Perpendiculaire à l’Ermitage.

Une autre fois, quittant un ruisselet, je me dirigeais vers un autre coulant plus loin. Même scénario quoique plus ahurissant. Le rû que je devais atteindre coulait vers la droite. Lorsque je l’atteignis, je constatais que l’eau coulait dans le mauvais sens, vers la gauche. Donc, elle remontait ! Dans ce cas, la cervelle a des difficultés pour remettre le paysage en place. J’étais revenu à mon premier cours d’eau.

La forêt offrait toujours des imprévus, Nous avions situé, notamment, deux longues rangées de vieux épicéas implantés dans des zones différentes. Je n’ai jamais compris la raison de ces lignes de résineux que ne suivait nul chemin, à peine une sente. Postes de battues ? Points de repère ? Et bien, il y avait trois ans que je parcourrais les lieux, lorsqu’un ami et moi recoupâmes un troisième alignement de conifères s’étirant sur près d’un kilomètre et dont nous ignorions la présence. Or, ils avaient dans les 30 mètres et leur feuillage typique tranchait sur l’environnement. J’ai encore à l’esprit notre étonnement au moment de la découverte.

Le même que celui de l’explorateur tombant sur des vestiges archéologiques dans une région qu’il croit connaître.

A ce propos, non loin du château, subsistait ce qui avait été un parc romantique d’une dizaine d’hectares, enclavé dans la sylve. La forêt avait tout repris en ce sens qu’elle avait répandu partout des semis poussant dru autour d’arbres adultes, dont beaucoup d’exotiques et de greffés. Tels des restes Mayas mangés de mousse et de végétation, on rencontrait, disséminés, maisonnette effondrée, charmilles, vestiges de ponceau, Un ruisselet limpide, vif en truites, sillonnait les lieux. Il était tantôt libre, tantôt discipliné par des murets rustiques. Les décombres d’une tour minuscule étaient submergés de fougères. Des marbres brisés gisaient çà et là. Mais surtout, il y avait une île !

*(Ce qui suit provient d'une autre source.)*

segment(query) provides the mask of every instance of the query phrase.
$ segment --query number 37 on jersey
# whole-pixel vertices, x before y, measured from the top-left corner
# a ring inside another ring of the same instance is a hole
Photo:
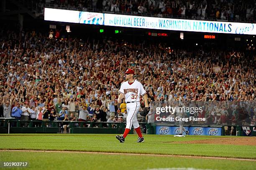
[[[135,80],[131,84],[129,84],[128,81],[122,84],[119,92],[125,95],[125,102],[139,102],[140,95],[143,95],[146,92],[141,83]]]

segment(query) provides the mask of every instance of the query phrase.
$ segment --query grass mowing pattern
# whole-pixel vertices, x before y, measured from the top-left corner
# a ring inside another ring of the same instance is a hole
[[[24,169],[38,170],[125,170],[168,168],[254,170],[256,166],[256,162],[247,161],[82,153],[0,151],[0,158],[1,161],[28,162],[28,166]]]
[[[124,143],[120,143],[113,134],[11,135],[0,136],[0,149],[142,153],[256,159],[256,146],[254,146],[172,143],[216,137],[189,136],[175,138],[171,135],[145,135],[145,142],[138,143],[136,142],[137,135],[130,135]]]

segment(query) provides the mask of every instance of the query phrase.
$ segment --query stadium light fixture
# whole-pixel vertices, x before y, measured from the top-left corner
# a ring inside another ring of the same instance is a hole
[[[66,30],[67,32],[71,32],[70,30],[70,26],[69,25],[66,25]]]
[[[179,38],[182,40],[183,40],[184,39],[184,34],[183,34],[183,32],[180,32]]]

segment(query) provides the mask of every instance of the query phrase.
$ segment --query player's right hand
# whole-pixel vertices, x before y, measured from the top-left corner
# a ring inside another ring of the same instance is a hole
[[[118,99],[118,102],[119,104],[120,104],[122,102],[122,100],[120,99]]]

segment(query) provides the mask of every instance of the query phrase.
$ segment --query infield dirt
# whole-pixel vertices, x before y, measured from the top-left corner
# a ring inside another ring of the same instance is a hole
[[[256,137],[218,138],[215,139],[175,142],[172,143],[234,145],[256,146]]]

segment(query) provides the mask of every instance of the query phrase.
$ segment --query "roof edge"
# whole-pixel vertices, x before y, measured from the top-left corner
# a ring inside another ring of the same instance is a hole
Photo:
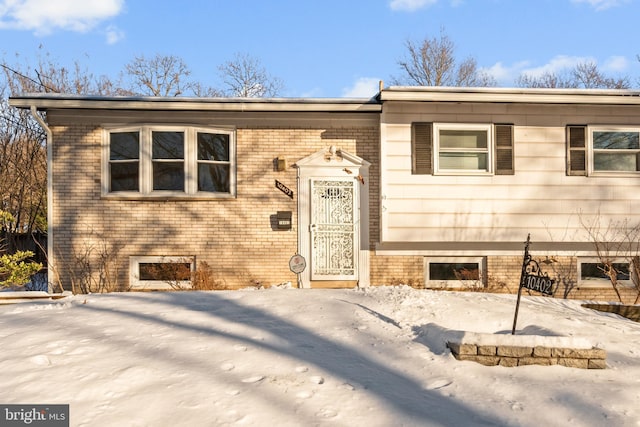
[[[82,96],[31,93],[9,98],[17,108],[98,110],[199,110],[199,111],[294,111],[380,112],[375,98],[198,98]]]
[[[640,90],[390,86],[380,92],[379,99],[383,103],[418,101],[640,105]]]

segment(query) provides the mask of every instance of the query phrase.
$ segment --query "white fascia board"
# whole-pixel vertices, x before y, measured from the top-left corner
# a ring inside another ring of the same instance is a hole
[[[640,92],[600,89],[518,89],[390,87],[380,100],[417,102],[493,102],[521,104],[608,104],[640,105]]]
[[[307,98],[164,98],[164,97],[76,97],[23,95],[9,98],[18,108],[181,111],[273,111],[273,112],[363,112],[379,113],[381,105],[371,99]]]

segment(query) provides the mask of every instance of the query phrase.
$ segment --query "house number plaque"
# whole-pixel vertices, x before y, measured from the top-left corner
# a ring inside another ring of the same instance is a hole
[[[293,190],[276,179],[276,188],[293,199]]]

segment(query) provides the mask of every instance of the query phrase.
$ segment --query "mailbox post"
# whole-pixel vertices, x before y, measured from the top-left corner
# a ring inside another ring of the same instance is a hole
[[[553,295],[554,280],[549,278],[547,273],[540,270],[538,262],[531,258],[529,254],[529,245],[531,244],[531,235],[527,235],[527,241],[524,244],[524,259],[522,260],[522,271],[520,273],[520,286],[518,286],[518,299],[516,300],[516,312],[513,316],[513,328],[511,335],[516,334],[516,323],[518,322],[518,310],[520,308],[520,296],[522,288],[531,291],[540,292],[545,295]]]

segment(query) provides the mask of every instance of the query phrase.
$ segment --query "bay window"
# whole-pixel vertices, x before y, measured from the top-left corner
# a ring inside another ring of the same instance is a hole
[[[103,195],[232,197],[235,134],[193,127],[105,131]]]

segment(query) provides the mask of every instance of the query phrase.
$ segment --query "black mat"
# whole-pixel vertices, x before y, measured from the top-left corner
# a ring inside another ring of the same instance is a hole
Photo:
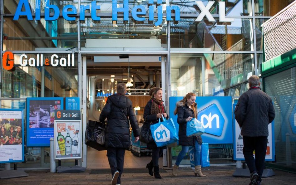
[[[159,172],[165,173],[166,171],[163,169],[160,169]],[[123,173],[148,173],[148,169],[146,168],[126,168],[123,169]],[[110,173],[110,169],[94,169],[91,170],[90,173],[102,174]]]
[[[23,177],[29,176],[22,170],[2,170],[0,171],[0,179]]]

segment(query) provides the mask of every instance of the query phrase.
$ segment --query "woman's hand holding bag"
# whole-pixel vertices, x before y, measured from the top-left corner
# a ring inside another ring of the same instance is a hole
[[[187,122],[186,127],[186,135],[199,136],[205,133],[205,128],[200,121],[196,118],[192,118]]]

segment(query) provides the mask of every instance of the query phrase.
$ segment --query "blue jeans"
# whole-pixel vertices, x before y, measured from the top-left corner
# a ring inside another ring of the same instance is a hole
[[[189,149],[188,146],[182,146],[182,149],[179,153],[176,161],[176,165],[179,166],[184,157],[187,155]],[[201,148],[201,145],[199,144],[196,140],[194,142],[194,165],[200,165],[200,152]]]

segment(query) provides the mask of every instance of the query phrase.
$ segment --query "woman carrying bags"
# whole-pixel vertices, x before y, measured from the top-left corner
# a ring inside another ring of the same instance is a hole
[[[190,136],[186,135],[187,122],[193,118],[197,118],[197,104],[195,102],[196,95],[192,93],[188,93],[183,99],[177,102],[174,114],[178,114],[177,122],[179,124],[179,145],[182,149],[177,158],[176,163],[173,167],[173,175],[178,175],[179,165],[184,157],[187,154],[190,146],[194,147],[194,174],[200,177],[206,177],[201,173],[200,165],[201,144],[202,139],[200,136]]]
[[[162,101],[162,90],[159,87],[153,87],[150,89],[149,95],[151,96],[144,109],[144,118],[145,119],[144,124],[148,124],[149,126],[151,124],[158,122],[158,120],[160,118],[162,121],[161,115],[167,119],[169,116],[166,114],[165,108],[163,105]],[[166,146],[158,147],[154,141],[147,143],[147,148],[152,149],[152,160],[147,164],[146,168],[148,169],[148,173],[150,175],[154,175],[155,178],[161,178],[159,174],[159,167],[158,160],[159,158],[162,154],[164,148]],[[154,168],[154,173],[152,172]]]

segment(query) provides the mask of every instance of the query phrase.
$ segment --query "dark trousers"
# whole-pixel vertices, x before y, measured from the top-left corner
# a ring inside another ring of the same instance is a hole
[[[158,166],[158,159],[162,154],[163,148],[157,147],[152,148],[152,161],[153,166]]]
[[[261,181],[261,177],[264,169],[265,156],[267,146],[267,137],[261,136],[248,137],[244,136],[244,148],[243,153],[244,156],[246,163],[251,173],[256,171]],[[253,156],[253,151],[255,150],[255,158]]]
[[[120,183],[120,177],[123,171],[125,152],[125,148],[109,148],[107,150],[107,157],[108,157],[112,177],[116,171],[119,172],[119,176],[117,179],[117,184]]]

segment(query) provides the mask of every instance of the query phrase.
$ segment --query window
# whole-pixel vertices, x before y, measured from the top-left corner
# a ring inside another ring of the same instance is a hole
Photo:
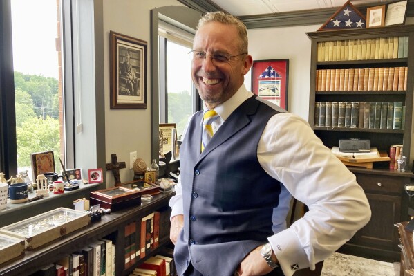
[[[175,123],[180,138],[199,106],[188,56],[194,33],[162,21],[159,35],[160,122]]]
[[[70,3],[0,2],[0,16],[6,19],[0,22],[0,172],[8,178],[28,170],[35,181],[32,153],[53,151],[57,172],[59,158],[66,163],[67,155],[73,155],[73,138],[66,131],[71,125],[66,115],[71,117],[73,110],[64,108],[73,97],[65,89],[72,83],[65,66],[72,64],[63,62],[65,52],[72,50],[64,44],[64,38],[70,45],[71,28],[66,28],[65,21],[70,18]]]

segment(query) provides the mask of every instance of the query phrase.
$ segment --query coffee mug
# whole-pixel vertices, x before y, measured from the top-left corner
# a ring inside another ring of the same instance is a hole
[[[62,176],[59,176],[55,172],[45,172],[43,174],[48,180],[48,186],[50,186],[54,181],[57,181],[59,178],[63,180]]]
[[[53,194],[63,194],[64,191],[64,185],[63,181],[53,181],[52,184],[49,184],[48,190],[53,191]]]
[[[6,209],[7,207],[7,193],[8,184],[0,183],[0,210]]]
[[[28,183],[14,183],[8,186],[10,203],[23,203],[28,199]]]

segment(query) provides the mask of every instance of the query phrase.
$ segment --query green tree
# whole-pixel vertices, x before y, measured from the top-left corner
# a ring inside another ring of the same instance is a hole
[[[16,128],[17,136],[17,165],[31,165],[30,154],[53,151],[55,158],[60,156],[59,122],[46,116],[44,120],[32,117]]]
[[[30,118],[35,118],[33,111],[33,100],[30,95],[21,90],[15,89],[16,104],[16,127],[21,127],[22,124]]]
[[[168,93],[168,122],[175,122],[177,134],[182,135],[188,118],[193,114],[191,95],[189,92]]]

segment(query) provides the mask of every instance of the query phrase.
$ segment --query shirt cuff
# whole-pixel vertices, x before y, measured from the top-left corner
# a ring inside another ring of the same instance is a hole
[[[285,276],[292,276],[298,269],[309,267],[309,260],[296,233],[288,228],[267,239]]]

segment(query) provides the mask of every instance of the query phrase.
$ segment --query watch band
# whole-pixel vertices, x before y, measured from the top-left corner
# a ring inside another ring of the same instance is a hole
[[[272,268],[276,268],[279,266],[274,262],[274,261],[273,261],[273,259],[272,259],[272,246],[270,246],[270,243],[267,243],[263,246],[261,253],[269,266],[270,266]]]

Un étang assez grand avait été creusé et les terres, rejetées au centre, formaient une butte implantée d’arbres. Etroitement cernée par un fourré que dominaient quelques grands pins de Weymouth, la pièce d’eau devenait, au fil du temps, un dangereux marais dont la vase liquide supportait des coussins de végétaux pourris où s’agrippaient des aulnes. Des îlots flottants, c’était assez rare ! Que de moments passés à observer la sauvagine. Mais aussi quel supplice pour cou, jambes et bras nus que ces myriades de moustiques.

Nous organisions plus que des incursions dans la jungle. Nous y campions dans les coins qui nous avaient intéressés lors de randonnées. Quittant l’agglomération, nous traversions d’abord un bois agréable certes mais ordinaire. Au fil de notre avance, les horizons se dévoilaient vers le but. Venait le Val d’Osny, les eaux cristallines du ruisseau que nous passions en équilibre sur les pierres puis, sans transition, derrière les vestiges de sa clôture, « la Forêt ».

Au lieu choisi, les sacs tombaient dans la fougère, la petite tente s’intégrait à la végétation. Ah ! Ces veillées de broussards autour du feu, avec passages de bécasses sur ciel étoilé, les derniers chants de passereaux que relayaient les nocturnes. Et la nuit, sur nos litières de fougères ou bruyères I’attention aiguisée épiant le moindre friselis. Venait le réveil, les senteurs fraîches, la symphonie des ailés et ce broquart intrigué qui trottait 10 mètres, s’arrêtait puis repartait sans se presser.

Nous ne faisions pas que goûter les charmes de ce paradis perdu. Nous veillons sur lui : que d’incendies étouffés près du chemin de fer semeur d’escarbilles.

Ces aventures enchantées se poursuivaient lorsqu’au début de 1946 vint la catastrophe. Le Domaine, vendu, fut mis en coupe réglée. Année après année, des milliers d’arbres prirent le chemin d’une gare proche. Nous en étions malades. En 1951 le Roi de la Sylve, le « Chêne Madame ». fut abattu. Tout disparaissait même les souches. A l’époque, les fûts sains étaient taillés à la cognée jusque dans le sol. La forêt primitive s’effaçait.

Des quartiers résidentiels s’implantèrent.